¡Aprenda a decir que no!

¡Aprenda a decir que no!

Las personas que sacrifican su tiempo y ponen los intereses de los demás siempre delante de los personales, no reciben amor y admiración a cambio. ¡Al contrario, serán explotados por su entorno!

Siempre hay alguien que sale perdiendo y por lo general suele ser el que no sabe decir que no. Hay más personas con ese problema de lo que uno podría pensar. Un ejemplo típico es Mariana, una educadora de párvulos, que está pendiente de todos y nunca rechaza hacer favores, y a causa de ello todos se aprovechan y abusan de ella. Cuanto más hace para los demás, más la exigen y esperan de ella.

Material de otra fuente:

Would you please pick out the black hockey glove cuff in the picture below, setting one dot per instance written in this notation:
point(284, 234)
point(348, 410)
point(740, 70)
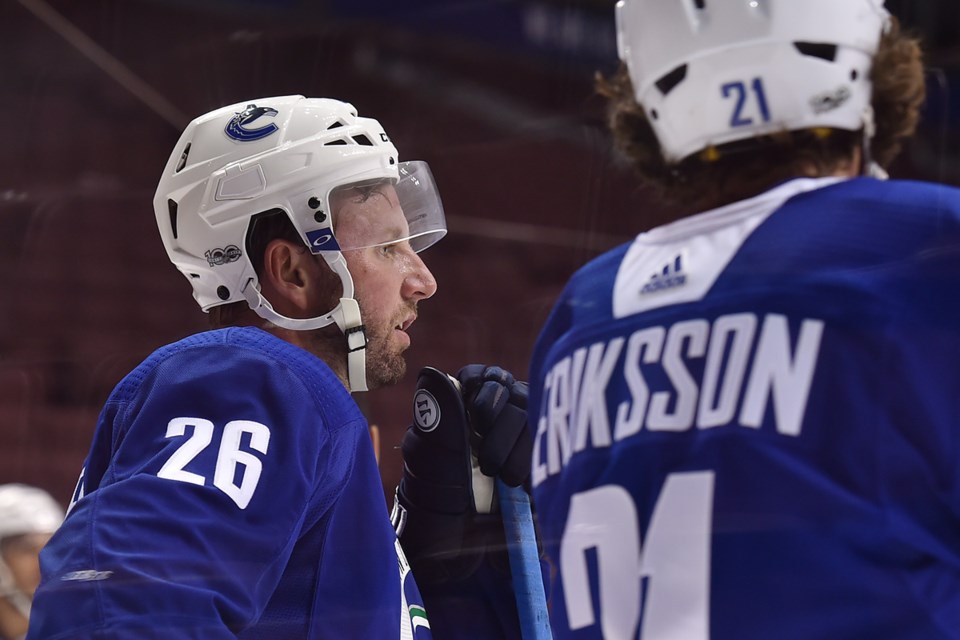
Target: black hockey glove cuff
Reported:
point(496, 404)
point(445, 510)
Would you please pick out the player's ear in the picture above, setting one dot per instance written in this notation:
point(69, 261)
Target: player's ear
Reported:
point(288, 270)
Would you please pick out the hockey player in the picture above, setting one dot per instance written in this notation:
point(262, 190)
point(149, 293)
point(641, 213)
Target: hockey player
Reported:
point(231, 489)
point(746, 420)
point(28, 517)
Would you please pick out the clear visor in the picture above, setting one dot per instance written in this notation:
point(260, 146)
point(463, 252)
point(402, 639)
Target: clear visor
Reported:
point(382, 212)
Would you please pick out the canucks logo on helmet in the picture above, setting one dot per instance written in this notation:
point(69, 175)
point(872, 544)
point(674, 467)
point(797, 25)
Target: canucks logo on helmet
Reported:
point(237, 127)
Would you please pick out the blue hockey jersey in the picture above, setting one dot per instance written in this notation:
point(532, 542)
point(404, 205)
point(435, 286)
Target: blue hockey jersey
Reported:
point(747, 423)
point(231, 491)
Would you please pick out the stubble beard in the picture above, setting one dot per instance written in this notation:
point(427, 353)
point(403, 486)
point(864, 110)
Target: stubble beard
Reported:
point(385, 365)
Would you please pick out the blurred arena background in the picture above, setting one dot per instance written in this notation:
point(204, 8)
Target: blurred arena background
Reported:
point(495, 94)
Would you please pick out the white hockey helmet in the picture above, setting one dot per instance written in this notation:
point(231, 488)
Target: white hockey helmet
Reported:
point(25, 509)
point(709, 72)
point(286, 153)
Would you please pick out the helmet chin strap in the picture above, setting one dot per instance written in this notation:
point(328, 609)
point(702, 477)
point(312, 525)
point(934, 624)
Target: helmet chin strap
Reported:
point(346, 315)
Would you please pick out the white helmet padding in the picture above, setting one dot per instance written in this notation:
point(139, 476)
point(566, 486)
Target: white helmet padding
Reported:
point(709, 72)
point(286, 153)
point(25, 509)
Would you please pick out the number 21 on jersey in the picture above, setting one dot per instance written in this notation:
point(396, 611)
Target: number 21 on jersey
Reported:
point(661, 584)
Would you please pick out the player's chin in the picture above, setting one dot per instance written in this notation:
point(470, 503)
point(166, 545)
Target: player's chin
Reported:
point(385, 370)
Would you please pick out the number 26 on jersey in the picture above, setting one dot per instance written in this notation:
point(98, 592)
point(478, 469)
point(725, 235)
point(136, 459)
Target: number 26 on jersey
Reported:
point(229, 455)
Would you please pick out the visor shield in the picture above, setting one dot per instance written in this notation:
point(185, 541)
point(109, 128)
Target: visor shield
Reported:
point(384, 212)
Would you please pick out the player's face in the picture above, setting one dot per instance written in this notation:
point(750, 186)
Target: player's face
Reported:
point(390, 278)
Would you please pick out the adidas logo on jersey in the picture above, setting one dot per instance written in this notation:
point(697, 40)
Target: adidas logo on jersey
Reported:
point(669, 277)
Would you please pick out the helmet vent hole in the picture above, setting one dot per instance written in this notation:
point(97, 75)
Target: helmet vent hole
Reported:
point(668, 82)
point(183, 158)
point(821, 50)
point(172, 209)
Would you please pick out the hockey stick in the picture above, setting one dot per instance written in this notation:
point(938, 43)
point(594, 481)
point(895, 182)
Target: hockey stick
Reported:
point(524, 562)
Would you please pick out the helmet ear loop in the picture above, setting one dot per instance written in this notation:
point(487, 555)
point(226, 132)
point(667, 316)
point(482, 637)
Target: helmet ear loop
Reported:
point(867, 165)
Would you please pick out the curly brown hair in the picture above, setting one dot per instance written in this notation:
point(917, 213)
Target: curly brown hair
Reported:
point(743, 170)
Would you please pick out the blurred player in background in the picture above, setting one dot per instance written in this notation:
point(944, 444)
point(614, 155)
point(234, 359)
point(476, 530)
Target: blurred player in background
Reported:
point(231, 489)
point(746, 420)
point(28, 517)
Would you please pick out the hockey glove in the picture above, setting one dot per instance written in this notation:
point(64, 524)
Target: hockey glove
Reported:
point(444, 503)
point(497, 408)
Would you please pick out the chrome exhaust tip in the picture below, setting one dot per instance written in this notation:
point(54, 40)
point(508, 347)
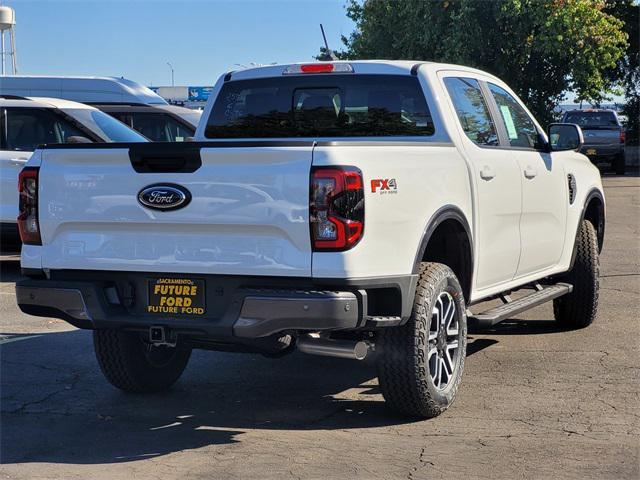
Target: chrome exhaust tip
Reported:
point(355, 350)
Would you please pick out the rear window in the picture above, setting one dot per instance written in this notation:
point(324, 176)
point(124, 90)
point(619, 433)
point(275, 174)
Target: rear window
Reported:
point(592, 119)
point(321, 106)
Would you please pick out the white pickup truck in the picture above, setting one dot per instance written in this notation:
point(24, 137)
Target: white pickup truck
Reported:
point(340, 208)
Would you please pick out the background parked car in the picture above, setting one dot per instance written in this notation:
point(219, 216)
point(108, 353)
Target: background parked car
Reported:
point(26, 123)
point(603, 136)
point(128, 101)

En su entorno ya casi toman por descontado que ella siempre se ocupe de todo y de todos. No sólo cuida de los niños encomendados a su responsabilidad, sino también atiende a los problemas y preocupaciones de los padres. Ella es la encargada de comprar juguetes baratos, encontrar pisos económicos y organizar todo tipo de excursiones. Mariana sustituye a los colegas cuando tienen que ir al médico o a hacer recados y se encarga también de buscar los disfraces de carnaval para los niños.

En su tiempo libre Mariana no sólo hace de niñera, sino también preside la asociación protectora de animales y es miembro de numerosas otras organizaciones. Además se sacrifica por cuidar de su madre enferma, sin que esta la muestre su gratitud y encima demande cada vez más atención.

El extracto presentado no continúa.